About segmentation rules
Segmentation rules define how a TM or a project divides source text into segments.
They are defined by the regular expressions that specify a segment.
Segmentation rules are a language resource, so you add, edit and delete them under the appropriate language resource.
Often a segment is identical to a sentence, in which case the regular expression specifies the text patterns that constitute a sentence.
The definition of a segment break is defined in two parts:
- Before break: A pattern for the text immediately before the segment break.
- After break: Another pattern of text that defines the text immediately following the break.

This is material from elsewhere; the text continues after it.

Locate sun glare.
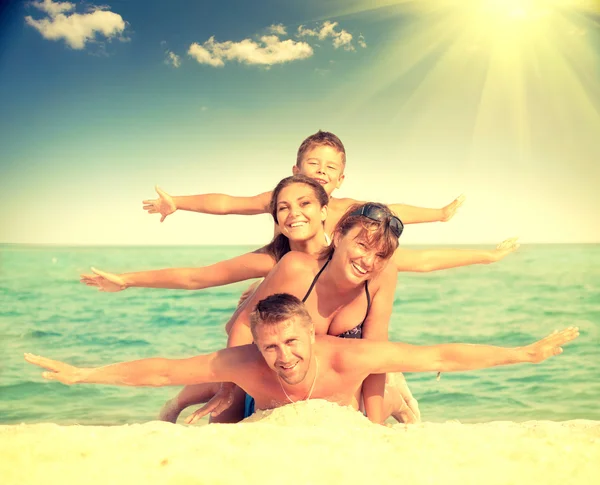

A segment break is created only if some text matches the before break pattern and is immediately followed by text that matches after break pattern.
Multiple rules
You might want a number of segmentation rules, for example, one rule to define the segmentation where there is a colon, and another rule to cover the case where there is a period.
In any one project, for the same language pair, you can use multiple main TMs with different segmentation rules.
Other language resources that affect segmentation
- List of Abbreviations. This contains a list of abbreviations that finish with a period (.), for example, etc. The period at the end of etc. does not necessarily mark the end of a sentence, though it might do so, by chance.
- List of Ordinal followers. Like abbreviations, ordinal followers provide cases where a period does not necessarily mark the end of a segment: when followed by some nouns, a set of digits followed by a period (for example 23.) signifies the ordinal (23rd), not the end of a sentence. For example 23. April, can mean 23rd April. The list of ordinal followers is the list of such nouns.
Rules specifying exceptions
In addition, even if the text does satisfy these rules, if the text also matches the exception rules, a segment break is not created. You might want to define an exception to cater for the use of a period in a sentence, for example:
You should not use periods (.) in file names.